= Richard Grey =

English knight (c. 1457–1483)

Sir Richard Grey (1457 - 25 June 1483) was an English knight. He was the son of queen consort Elizabeth Woodville and the half-brother of King Edward V of England.

==Early life==
Richard Grey was the younger son of Sir John Grey of Groby and Elizabeth Woodville. Richard was a 3-year-old child when his father was killed fighting for the House of Lancaster at the Second Battle of St Albans on 17 February 1461. When Richard was 6 his mother married the Yorkist king, Edward IV, in secret, on 1 May 1464. Richard first appeared on the public scene when he took part in the jousts to celebrate the creation of his half-brother Richard as Duke of York in 1474, a feat he repeated at the 4-year old Duke's marriage celebrations in 1478 to the 5-year old Anne de Mowbray.

==Knighthood==
Grey was knighted in 1475 and was nominated four times to membership of The Most Noble Order of the Garter between 1476 and 1482. His political role also started in 1475, the year he was knighted, when he began to serve in Wales and the bordering English counties as part of the political rule of the council of his other half-brother, Edward, Prince of Wales (later Edward V). Grey served as a justice of the peace in Herefordshire from 1475 and sat at sessions of the peace in Hereford and Ludlow in 1476 and 1477.

==Career as constable==
In 1479, he was appointed constable of Chester Castle and in the same year was considered important enough for the city of Bristol to appeal to him for his aid. He served on a number of other judicial commissions in the region through the remainder of the reign of his stepfather. In 1482, he was granted the Welsh lordship of Kidwelly, and in the same year was given a greater role in the upbringing of the Prince of Wales. Grey had become a very important person in Edward IV's rule in Wales and the bordering English counties. Grey was also being given a broader geographic field of activity, serving as constable of Wallingford Castle from 1482 and the following year being granted the Holland manors in Essex and Northamptonshire.

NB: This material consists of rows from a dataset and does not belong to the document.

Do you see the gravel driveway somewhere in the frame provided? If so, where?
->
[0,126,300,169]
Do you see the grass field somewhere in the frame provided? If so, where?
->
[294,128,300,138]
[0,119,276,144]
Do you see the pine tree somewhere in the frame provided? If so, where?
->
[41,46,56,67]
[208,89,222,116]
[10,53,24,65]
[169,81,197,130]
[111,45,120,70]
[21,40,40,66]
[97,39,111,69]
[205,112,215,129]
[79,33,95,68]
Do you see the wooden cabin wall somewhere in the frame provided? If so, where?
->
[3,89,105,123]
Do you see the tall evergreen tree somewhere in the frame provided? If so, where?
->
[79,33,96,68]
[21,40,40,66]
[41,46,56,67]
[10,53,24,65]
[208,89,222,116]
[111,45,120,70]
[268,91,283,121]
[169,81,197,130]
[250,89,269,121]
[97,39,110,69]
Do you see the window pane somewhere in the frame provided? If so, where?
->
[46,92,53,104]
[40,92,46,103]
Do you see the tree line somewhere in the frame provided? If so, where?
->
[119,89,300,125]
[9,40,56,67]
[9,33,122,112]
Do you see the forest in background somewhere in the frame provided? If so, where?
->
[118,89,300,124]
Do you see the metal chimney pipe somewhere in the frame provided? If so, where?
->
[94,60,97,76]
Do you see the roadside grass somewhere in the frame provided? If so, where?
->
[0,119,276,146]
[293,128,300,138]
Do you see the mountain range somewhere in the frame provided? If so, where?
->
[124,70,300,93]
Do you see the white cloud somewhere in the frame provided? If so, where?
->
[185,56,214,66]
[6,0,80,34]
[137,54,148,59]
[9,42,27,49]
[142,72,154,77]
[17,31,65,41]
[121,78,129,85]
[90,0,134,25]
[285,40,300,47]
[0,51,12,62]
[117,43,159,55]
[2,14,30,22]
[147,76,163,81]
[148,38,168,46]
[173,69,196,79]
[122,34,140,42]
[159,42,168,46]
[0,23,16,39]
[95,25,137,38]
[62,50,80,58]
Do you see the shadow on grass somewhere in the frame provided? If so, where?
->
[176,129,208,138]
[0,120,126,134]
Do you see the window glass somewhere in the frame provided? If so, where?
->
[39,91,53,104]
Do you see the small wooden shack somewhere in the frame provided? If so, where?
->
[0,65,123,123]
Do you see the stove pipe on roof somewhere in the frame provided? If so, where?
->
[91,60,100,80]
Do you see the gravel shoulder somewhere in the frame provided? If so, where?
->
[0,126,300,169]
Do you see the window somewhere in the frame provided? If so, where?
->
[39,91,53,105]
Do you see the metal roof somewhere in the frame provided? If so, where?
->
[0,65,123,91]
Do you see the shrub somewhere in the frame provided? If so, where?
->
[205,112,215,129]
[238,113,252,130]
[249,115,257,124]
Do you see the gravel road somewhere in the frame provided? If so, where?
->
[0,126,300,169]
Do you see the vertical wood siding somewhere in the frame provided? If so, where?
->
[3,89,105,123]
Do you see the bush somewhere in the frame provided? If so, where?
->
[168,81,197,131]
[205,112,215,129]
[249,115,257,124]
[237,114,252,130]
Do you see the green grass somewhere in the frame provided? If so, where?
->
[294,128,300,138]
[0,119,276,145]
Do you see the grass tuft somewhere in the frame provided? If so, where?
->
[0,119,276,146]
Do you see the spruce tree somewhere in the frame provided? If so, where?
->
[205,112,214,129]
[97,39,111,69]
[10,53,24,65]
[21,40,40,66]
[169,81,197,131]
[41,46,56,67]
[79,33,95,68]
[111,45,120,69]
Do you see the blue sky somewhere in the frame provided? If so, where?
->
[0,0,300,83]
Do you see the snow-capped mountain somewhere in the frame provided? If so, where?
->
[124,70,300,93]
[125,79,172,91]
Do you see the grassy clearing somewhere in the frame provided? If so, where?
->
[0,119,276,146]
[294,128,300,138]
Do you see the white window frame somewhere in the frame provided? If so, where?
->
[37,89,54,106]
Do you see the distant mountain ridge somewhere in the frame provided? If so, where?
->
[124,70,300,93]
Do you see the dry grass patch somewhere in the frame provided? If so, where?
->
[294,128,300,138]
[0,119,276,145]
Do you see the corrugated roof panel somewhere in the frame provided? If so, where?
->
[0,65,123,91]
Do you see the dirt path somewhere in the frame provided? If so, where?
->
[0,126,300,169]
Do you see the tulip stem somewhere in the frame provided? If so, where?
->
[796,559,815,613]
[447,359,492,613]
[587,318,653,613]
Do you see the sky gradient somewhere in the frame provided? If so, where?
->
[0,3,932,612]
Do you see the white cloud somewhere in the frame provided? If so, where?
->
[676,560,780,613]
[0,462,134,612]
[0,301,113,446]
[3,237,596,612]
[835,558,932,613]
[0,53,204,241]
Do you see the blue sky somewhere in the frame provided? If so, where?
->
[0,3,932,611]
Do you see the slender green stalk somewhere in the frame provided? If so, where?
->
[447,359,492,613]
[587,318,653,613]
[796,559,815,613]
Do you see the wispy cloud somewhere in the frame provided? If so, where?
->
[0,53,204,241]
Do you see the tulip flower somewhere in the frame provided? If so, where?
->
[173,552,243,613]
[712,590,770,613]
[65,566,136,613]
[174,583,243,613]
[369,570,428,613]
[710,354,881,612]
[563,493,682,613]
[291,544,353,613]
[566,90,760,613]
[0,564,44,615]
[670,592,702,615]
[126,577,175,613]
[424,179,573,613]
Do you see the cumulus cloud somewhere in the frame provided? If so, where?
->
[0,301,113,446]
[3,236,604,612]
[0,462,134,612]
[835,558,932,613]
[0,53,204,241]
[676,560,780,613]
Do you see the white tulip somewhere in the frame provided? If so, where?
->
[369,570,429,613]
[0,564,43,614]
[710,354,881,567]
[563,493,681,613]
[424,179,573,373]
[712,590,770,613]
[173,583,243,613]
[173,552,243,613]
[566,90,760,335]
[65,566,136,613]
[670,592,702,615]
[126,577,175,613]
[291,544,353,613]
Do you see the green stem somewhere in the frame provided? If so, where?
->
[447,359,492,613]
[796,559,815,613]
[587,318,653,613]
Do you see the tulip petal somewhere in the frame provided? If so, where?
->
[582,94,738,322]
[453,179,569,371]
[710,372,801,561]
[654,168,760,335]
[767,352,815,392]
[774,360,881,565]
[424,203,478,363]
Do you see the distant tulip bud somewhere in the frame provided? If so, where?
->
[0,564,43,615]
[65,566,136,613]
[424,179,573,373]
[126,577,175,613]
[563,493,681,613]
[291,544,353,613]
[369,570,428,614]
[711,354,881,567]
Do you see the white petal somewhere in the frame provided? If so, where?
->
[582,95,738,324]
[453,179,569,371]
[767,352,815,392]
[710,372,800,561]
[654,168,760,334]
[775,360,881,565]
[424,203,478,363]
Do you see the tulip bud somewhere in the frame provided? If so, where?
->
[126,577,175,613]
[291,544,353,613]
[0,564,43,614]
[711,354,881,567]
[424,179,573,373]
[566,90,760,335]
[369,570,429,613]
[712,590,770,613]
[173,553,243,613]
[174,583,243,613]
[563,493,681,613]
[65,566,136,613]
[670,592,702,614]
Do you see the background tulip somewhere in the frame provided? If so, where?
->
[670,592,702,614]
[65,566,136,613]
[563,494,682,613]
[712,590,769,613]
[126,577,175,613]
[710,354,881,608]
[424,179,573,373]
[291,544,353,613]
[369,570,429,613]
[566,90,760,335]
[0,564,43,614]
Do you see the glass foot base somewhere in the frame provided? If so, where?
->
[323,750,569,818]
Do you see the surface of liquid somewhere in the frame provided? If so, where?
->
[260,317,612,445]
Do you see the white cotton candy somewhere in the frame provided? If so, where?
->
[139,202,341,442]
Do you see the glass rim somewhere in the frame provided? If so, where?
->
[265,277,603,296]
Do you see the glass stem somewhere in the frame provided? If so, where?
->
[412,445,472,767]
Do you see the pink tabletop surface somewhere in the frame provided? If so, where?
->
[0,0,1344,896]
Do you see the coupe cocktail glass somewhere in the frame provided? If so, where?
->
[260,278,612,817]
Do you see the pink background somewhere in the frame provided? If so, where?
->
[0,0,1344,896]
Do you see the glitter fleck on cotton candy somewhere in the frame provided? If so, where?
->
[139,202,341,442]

==Imprisonment and execution==
On the death of Edward IV, on 9 April 1483, Grey's half-brother became King Edward V. On 30 April 1483, while accompanying Edward V to London from Wales with their uncle Anthony Woodville, 2nd Earl Rivers, Grey was arrested by Richard, Duke of Gloucester (later Richard III) at Stony Stratford and, with Rivers, imprisoned in the north of England.

Within a few weeks, Grey's lands and offices had been redistributed to others, even though he had not legally been deprived of them.

After Edward V was declared illegitimate, Richard, Duke of Gloucester, acceded to the throne as Richard III. Grey and his uncle were then executed at Pontefract Castle on 25 June 1483. Richard Grey was aged around 26 at the time of his execution.